Araminta lo evitò. ‘Dovresti aspettarti di non vedermi per qualche giorno, ma questo non significa che tu debba dimenticarti cosa ho detto. Va bene?’

‘Immagino di sì.’

‘Su col morale. Non sarà così terribile.’

‘Ti penserò.’

Lei posò gli occhi su Paul, che catturò l’occhiata ma non sapeva cosa volesse dire. Disse a David, ‘Non pensare a me. Pensa a quello che ti ho detto.’

Aprì la porta e se ne andò senza voltarsi indietro, allontanandosi dalla casa giù per il vialetto del cancello principale. Paul fece un cenno di saluto a David e la seguì, chiudendosi dietro la porta. Non aveva dubbi che aveva appena assistito a qualcosa di premeditato ma non sapeva che cosa.

Ora Araminta era in piedi dall’altra parte del cancello, già al telefono. Fu una chiamata breve e si voltò verso di lui quando ebbe finito, dicendo, ‘Non mi devi portare a casa. Ho chiamato un taxi.’

‘Per quale motivo?’

‘Non iniziare a fare domande. Ho bisogno di stare da sola, va bene?’

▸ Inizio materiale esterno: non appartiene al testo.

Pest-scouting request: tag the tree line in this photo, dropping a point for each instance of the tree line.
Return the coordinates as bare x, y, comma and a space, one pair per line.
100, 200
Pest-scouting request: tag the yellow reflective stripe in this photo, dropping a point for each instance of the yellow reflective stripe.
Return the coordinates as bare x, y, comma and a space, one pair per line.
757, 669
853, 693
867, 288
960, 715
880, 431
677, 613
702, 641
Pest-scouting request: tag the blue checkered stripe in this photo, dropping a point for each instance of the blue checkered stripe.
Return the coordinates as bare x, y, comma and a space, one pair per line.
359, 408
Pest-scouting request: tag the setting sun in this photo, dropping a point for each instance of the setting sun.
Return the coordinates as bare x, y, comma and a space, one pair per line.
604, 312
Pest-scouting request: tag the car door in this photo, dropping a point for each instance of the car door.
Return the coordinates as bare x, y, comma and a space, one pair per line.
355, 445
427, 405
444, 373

Paul pensò che magari non voleva che vedesse dove viveva.

Rimase con lei, sentiva la notte diventare fredda intorno a loro.

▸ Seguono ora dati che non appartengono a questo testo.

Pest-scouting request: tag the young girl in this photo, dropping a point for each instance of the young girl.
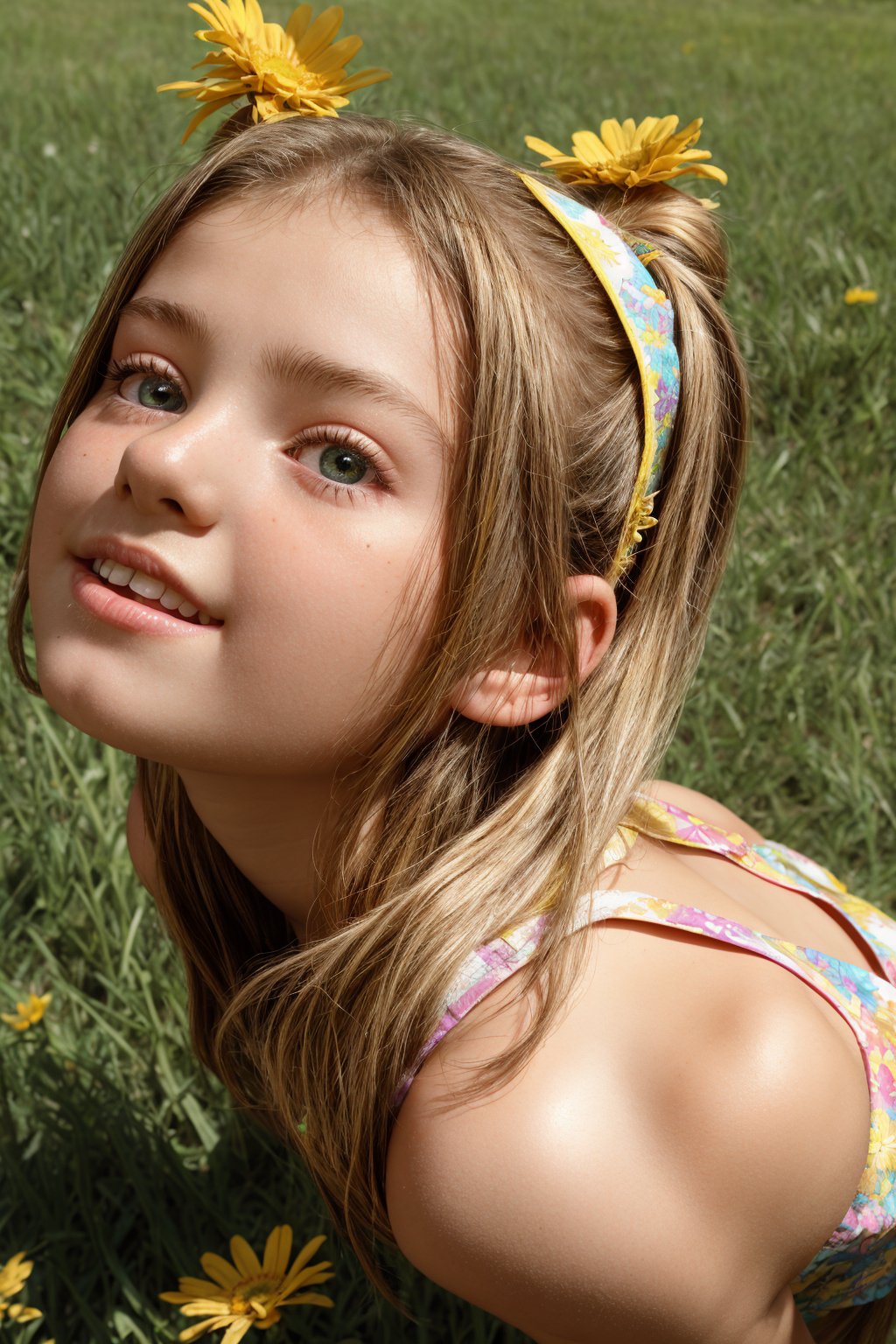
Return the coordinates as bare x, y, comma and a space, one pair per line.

Disse, ‘Non devi dirmi cosa è successo là dentro.’

‘Bene.’

‘Ma devo saperlo — è veramente il tuo ragazzo? Il modo in cui lo tratti, come un bambino?’

‘Non gli dà fastidio quanto a te.’

‘Come lo sai?’

‘Lo hai visto — sembra un po' imbranato, ma è diretto. Se qualcosa lo infastidisse me lo farebbe sapere, o mi lascerebbe.’

‘Non sembri molto preoccupata.’

‘Perché dovrei esserlo? Ci sono tantissimi altri pesci nell’oceano.’ Sembrava stufa e forse iniziava a essere irritata dalle sue domande.

Paul disse, ‘Mi chiedo solo come si senta ora.’

‘Tu non ne sai nulla.’

Stava cercando di chiudere la conversazione, pensò Paul, non le piaceva che le facesse domande sull’altro ragazzo.

Si sentiva arrabbiato con lei ora, voleva scalfire la sua sicurezza di sé, disse, ‘Dunque perché hai voluto che venissi?’

‘Pensavo che avresti dovuto conoscerlo.’

‘Convincermi che avevi un ragazzo così non mi creavo aspettative.’